A small procedure asm

Sooraa · Post by **Sooraa** » Mon May 17, 2021 8:34 pm

@Wilbert

Thanks for the link. In fact, I jumped into SSE4.2 through Helle's first 64bit-Ascii-SSE4.2 search function and started back then.

I created several versions with PCMP*STR* and became familiar with this instructions.
But as said, my current try to transform the Equal-ordered Index-version into a bitmask output becomes too complicated, because
it also produces a bitmask of sub-substrings.... Then the speed advantage vanishes.

No, I hope that you can trigger something new....

Sooraa · Post by **Sooraa** » Wed May 19, 2021 8:48 am

@Idle, @Wilbert

I thinks it's time for a break in our efforts to tame the big-data-beast "K-mering" of genomes.

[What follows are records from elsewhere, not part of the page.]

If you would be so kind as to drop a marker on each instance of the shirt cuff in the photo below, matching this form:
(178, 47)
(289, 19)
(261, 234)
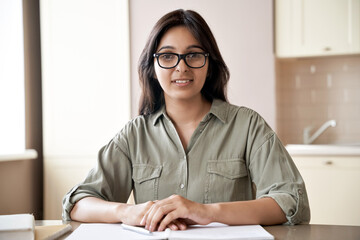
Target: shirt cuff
(296, 208)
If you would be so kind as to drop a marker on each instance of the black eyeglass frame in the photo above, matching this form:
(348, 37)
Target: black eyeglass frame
(180, 56)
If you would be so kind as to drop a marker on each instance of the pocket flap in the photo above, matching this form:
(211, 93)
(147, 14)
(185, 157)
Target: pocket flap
(231, 168)
(144, 172)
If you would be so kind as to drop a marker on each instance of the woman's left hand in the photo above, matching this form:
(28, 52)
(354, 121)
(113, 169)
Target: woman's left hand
(175, 209)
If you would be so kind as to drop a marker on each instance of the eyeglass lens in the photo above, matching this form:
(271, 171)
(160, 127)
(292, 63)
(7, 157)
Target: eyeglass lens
(170, 60)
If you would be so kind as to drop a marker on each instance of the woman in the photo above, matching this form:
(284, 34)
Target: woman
(190, 157)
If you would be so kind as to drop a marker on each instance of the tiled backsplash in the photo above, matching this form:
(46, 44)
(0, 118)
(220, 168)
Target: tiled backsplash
(311, 91)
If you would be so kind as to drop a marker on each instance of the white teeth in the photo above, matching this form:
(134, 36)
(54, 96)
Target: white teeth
(182, 81)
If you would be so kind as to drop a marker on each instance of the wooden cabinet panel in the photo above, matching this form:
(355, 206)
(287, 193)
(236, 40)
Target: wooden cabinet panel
(317, 27)
(333, 186)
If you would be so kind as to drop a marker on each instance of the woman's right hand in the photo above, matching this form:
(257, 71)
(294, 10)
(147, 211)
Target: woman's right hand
(133, 214)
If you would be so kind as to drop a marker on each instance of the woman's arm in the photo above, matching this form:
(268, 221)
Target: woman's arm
(91, 209)
(263, 211)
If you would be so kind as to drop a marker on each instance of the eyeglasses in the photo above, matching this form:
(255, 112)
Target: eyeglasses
(171, 60)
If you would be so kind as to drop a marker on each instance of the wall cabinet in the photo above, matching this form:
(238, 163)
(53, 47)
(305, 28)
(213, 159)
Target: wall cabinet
(317, 27)
(333, 186)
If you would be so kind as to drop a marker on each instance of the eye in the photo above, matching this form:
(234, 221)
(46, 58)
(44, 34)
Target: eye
(194, 56)
(167, 57)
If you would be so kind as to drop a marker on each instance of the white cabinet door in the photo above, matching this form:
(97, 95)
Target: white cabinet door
(317, 27)
(333, 186)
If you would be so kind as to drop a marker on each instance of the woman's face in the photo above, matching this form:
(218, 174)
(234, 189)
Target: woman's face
(181, 82)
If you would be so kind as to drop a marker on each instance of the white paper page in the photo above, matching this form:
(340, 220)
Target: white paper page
(218, 231)
(213, 231)
(107, 231)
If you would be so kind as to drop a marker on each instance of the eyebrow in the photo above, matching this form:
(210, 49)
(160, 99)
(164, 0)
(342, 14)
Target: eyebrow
(189, 47)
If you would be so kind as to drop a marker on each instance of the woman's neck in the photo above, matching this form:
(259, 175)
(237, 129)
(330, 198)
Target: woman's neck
(183, 112)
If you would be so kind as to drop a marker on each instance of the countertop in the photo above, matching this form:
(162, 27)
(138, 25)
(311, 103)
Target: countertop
(323, 150)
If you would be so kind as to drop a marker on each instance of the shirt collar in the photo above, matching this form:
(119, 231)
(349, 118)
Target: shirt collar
(218, 109)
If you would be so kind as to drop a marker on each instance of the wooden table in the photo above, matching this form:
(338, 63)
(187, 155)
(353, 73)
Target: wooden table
(280, 232)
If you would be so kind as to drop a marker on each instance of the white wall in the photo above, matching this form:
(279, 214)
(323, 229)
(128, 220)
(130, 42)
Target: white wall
(244, 32)
(86, 88)
(12, 92)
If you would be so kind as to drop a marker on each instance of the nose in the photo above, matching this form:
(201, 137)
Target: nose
(182, 66)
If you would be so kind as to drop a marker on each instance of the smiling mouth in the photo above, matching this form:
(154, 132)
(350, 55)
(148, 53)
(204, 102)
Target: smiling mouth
(181, 81)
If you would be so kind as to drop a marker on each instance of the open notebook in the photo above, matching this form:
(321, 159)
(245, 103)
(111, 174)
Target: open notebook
(213, 231)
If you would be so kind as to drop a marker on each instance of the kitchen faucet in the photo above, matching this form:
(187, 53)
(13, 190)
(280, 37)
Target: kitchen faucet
(308, 139)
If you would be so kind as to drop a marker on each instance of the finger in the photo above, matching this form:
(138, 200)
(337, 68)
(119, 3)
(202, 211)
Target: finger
(170, 217)
(143, 220)
(173, 226)
(158, 213)
(179, 224)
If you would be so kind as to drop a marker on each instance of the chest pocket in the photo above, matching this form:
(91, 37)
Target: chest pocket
(226, 180)
(146, 182)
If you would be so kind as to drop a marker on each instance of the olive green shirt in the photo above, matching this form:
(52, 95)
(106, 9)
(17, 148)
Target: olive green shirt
(233, 155)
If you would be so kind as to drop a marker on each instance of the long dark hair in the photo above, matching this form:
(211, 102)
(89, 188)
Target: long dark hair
(152, 97)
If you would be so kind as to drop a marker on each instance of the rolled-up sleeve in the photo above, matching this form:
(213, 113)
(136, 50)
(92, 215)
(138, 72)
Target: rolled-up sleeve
(275, 175)
(110, 180)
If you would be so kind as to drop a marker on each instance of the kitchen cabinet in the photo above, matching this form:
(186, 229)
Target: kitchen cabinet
(317, 27)
(333, 186)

I thank you both for your engagement so far. You also helped to detect the limits.

What is learned so far?
- I will fall back to the approach "change memory consumtion into process time"
- PB is a propriate environment for these jobs, even large files can be read by "ReadData" and grabbed by "PEEKS / CopyMemory" in
variable chunks in high speed. This helps to keep the concept "Keep data in memory once only".
- The behaviour of PB-maps can be kept linear in memory-consumtion and process time and they stay reliable and have interesting features
- My long-time concern "PB internally processes double-sized Unicode only" boils down to a 10% performance degration only. So
we are not stuck with the last Ascii-capable PB5.40. This let's enjoy little goodies like "FormatNumber" for the convenient
display of big resulting numbers and the like in the future.

@To all:
- I will wrap the things together and post the core routine in the forum in the next days
- Since the portion of ASM is reduced quite a lot: Would'nt it be worth to start a new thread under "Coding Questions" and get it out of
the ASM-niche? Even if there come up some extensions with ASM it's much more conventional PB-code now and a general topic of
interest IMO. (There are tons of expanding demands and wishes in this Bio-Informatics field). This is especially the case, because it would be
favorable to visualize the results through PB-graphics, even by letting the user interact manually.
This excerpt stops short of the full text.